Mustafa Nadeem, CEO, Epic Research, said that the decline was due to negative global cues. "Though domestic cues had rumors of cut in corporate tax to 25 per cent and scrapping of surcharge on tax payments, but the sentiments were largely bearish. Derivatives data suggested there was heavy writing seen at 11,100 - 11,000 while Nifty also breached important trendline support forming from recent lows of 10800. Nifty is also taking resistance from its 20 days moving average which is placed at 11,065," he said.
Nadeem added that for Nifty to reverse, it is important to breach 20 days moving average and sustain above it since it is a very important short term moving average for trend identification.
"Nifty is already poised with negative sentiments as the latest quarterly numbers were not that good with most Nifty 50 companies missing the estimates. The rate cuts have not been able to rejoice as well since the market is concerned about a slowdown that is shadowing over global markets. We maintain our bearish view with lower targets of 10,800 - 10,750," he said.
Among sectors, metal was the worst performer sliding by 2.92% per cent followed by industrials, which fell by 2.24 per cent.

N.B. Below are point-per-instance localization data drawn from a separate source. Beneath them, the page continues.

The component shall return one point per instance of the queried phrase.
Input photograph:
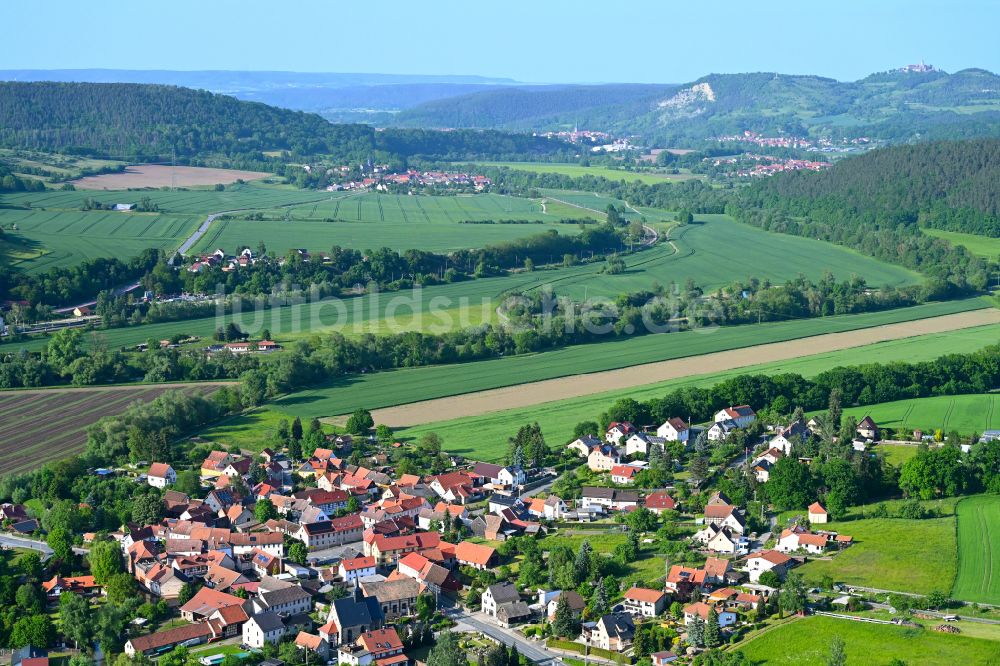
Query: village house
(603, 458)
(161, 475)
(609, 499)
(475, 555)
(767, 560)
(614, 632)
(643, 602)
(674, 430)
(497, 594)
(701, 610)
(817, 514)
(356, 567)
(617, 431)
(583, 445)
(623, 475)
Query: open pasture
(579, 171)
(484, 436)
(49, 238)
(978, 550)
(163, 175)
(806, 642)
(965, 413)
(37, 426)
(396, 387)
(400, 222)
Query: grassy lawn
(984, 246)
(978, 550)
(918, 556)
(558, 417)
(806, 642)
(964, 413)
(577, 171)
(646, 570)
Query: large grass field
(476, 300)
(578, 171)
(984, 246)
(918, 556)
(48, 238)
(37, 426)
(400, 222)
(965, 413)
(978, 550)
(484, 437)
(806, 642)
(383, 389)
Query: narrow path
(574, 386)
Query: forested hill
(895, 106)
(952, 185)
(140, 122)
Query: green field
(978, 550)
(400, 222)
(965, 413)
(48, 238)
(806, 642)
(578, 171)
(918, 556)
(983, 246)
(484, 437)
(394, 387)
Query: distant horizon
(486, 79)
(562, 42)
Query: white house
(674, 430)
(742, 415)
(161, 475)
(356, 567)
(767, 560)
(701, 609)
(263, 628)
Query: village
(355, 562)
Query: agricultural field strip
(629, 355)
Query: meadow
(49, 238)
(917, 556)
(484, 437)
(983, 246)
(965, 413)
(579, 171)
(806, 642)
(978, 577)
(400, 222)
(38, 426)
(394, 387)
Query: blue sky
(543, 41)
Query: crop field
(484, 436)
(48, 238)
(983, 246)
(717, 251)
(918, 556)
(161, 175)
(978, 550)
(578, 171)
(806, 642)
(200, 201)
(965, 413)
(37, 426)
(396, 387)
(368, 221)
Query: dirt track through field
(573, 386)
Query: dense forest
(138, 122)
(893, 106)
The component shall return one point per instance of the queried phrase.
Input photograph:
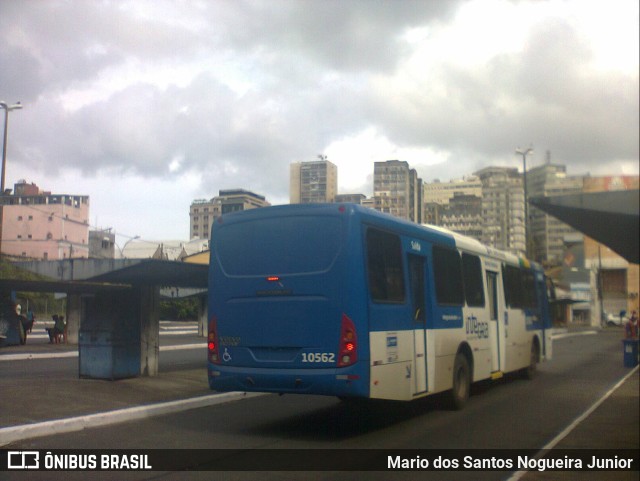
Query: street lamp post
(125, 245)
(7, 108)
(524, 154)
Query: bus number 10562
(318, 357)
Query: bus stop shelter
(122, 296)
(611, 218)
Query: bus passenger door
(417, 287)
(494, 324)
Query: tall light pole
(125, 245)
(7, 108)
(524, 154)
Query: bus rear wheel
(461, 382)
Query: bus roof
(435, 233)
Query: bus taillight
(348, 348)
(212, 341)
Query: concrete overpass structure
(116, 293)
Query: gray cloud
(278, 81)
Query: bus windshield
(287, 245)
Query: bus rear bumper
(345, 382)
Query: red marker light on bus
(347, 348)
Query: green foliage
(41, 303)
(179, 309)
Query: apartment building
(313, 182)
(503, 208)
(546, 233)
(37, 224)
(203, 212)
(397, 190)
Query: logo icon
(23, 460)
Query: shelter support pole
(74, 317)
(149, 305)
(203, 314)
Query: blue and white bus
(341, 300)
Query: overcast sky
(147, 105)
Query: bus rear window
(384, 261)
(276, 246)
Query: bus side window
(448, 276)
(473, 291)
(384, 263)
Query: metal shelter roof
(611, 218)
(158, 273)
(78, 276)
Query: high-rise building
(437, 192)
(203, 212)
(503, 209)
(397, 190)
(351, 198)
(546, 233)
(40, 225)
(463, 214)
(312, 182)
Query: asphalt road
(511, 413)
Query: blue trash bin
(630, 347)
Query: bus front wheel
(461, 382)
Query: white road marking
(551, 444)
(78, 423)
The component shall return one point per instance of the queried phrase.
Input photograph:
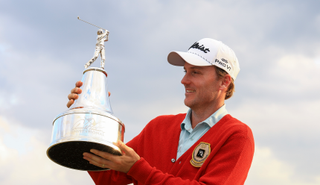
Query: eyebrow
(194, 67)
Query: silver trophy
(89, 123)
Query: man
(101, 38)
(205, 146)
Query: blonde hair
(221, 73)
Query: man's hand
(118, 163)
(74, 93)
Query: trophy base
(70, 154)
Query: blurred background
(43, 49)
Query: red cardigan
(232, 148)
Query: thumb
(123, 147)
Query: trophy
(89, 123)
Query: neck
(201, 114)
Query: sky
(43, 49)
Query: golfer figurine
(101, 38)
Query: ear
(225, 82)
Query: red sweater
(228, 163)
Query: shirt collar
(210, 121)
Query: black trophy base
(70, 154)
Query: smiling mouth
(190, 91)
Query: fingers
(100, 159)
(124, 148)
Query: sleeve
(228, 166)
(112, 177)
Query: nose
(185, 79)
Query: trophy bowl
(88, 124)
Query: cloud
(23, 159)
(268, 169)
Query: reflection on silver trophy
(89, 123)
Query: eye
(195, 72)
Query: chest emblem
(200, 154)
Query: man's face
(201, 86)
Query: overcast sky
(43, 49)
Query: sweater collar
(210, 121)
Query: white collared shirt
(189, 136)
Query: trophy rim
(95, 69)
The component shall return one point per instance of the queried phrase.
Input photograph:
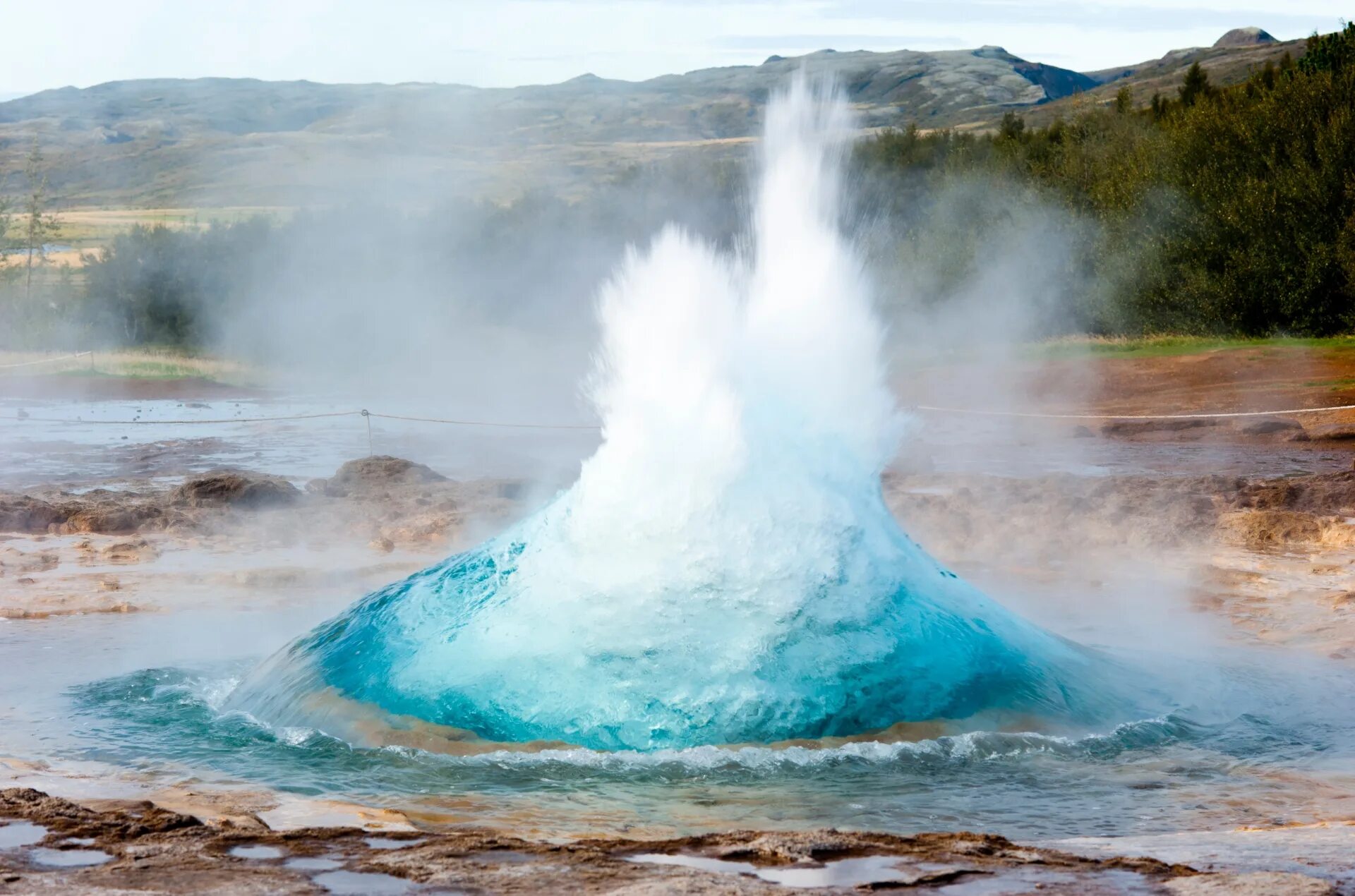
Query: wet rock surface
(155, 850)
(235, 488)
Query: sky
(508, 42)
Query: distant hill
(1229, 61)
(240, 141)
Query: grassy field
(1169, 346)
(148, 363)
(87, 229)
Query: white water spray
(725, 568)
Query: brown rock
(235, 488)
(19, 513)
(1269, 426)
(1138, 428)
(378, 473)
(1253, 884)
(1328, 432)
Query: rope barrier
(515, 426)
(311, 416)
(296, 416)
(45, 361)
(1135, 416)
(595, 428)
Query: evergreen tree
(40, 226)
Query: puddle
(309, 864)
(1026, 880)
(68, 859)
(256, 852)
(387, 844)
(20, 834)
(848, 872)
(362, 884)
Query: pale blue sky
(506, 42)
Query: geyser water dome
(725, 568)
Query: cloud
(1090, 16)
(836, 41)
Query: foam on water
(725, 568)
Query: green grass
(1169, 346)
(143, 363)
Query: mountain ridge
(248, 141)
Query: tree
(6, 219)
(1013, 126)
(1159, 107)
(1125, 99)
(38, 224)
(1196, 87)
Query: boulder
(235, 488)
(19, 513)
(1269, 426)
(1246, 37)
(1328, 432)
(1163, 425)
(375, 475)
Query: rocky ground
(1262, 559)
(119, 847)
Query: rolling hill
(240, 141)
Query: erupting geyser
(725, 568)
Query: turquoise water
(888, 636)
(1150, 775)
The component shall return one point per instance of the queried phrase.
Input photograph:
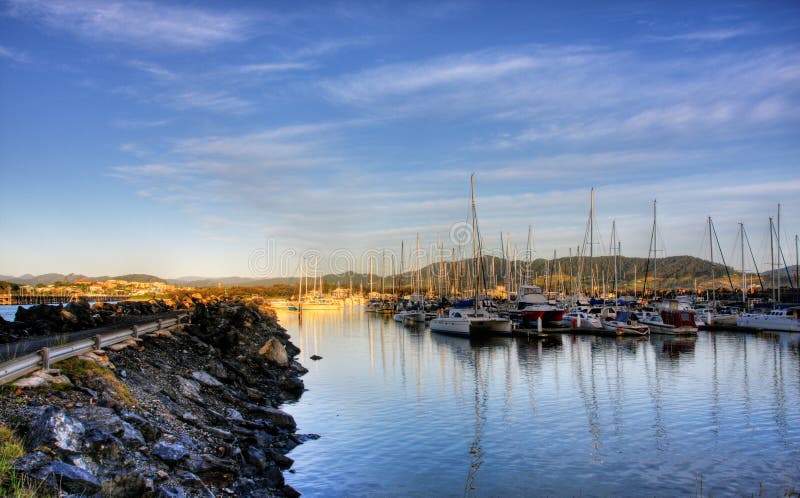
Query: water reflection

Capital goods fell by 2.17 per cent, and oil and gas by 1.9 per cent. Information Technology was the only sector closing in green, rising 0.16 per cent.
Vinod Nair, head of research, Geojit Financial Services, said an extended slowdown in the domestic economy had increased the volume of stressed assets in segments like industrial, infrastructure and financials while weak international prices in segments like metals, oil and gas and exports were increasing the volatility of the market.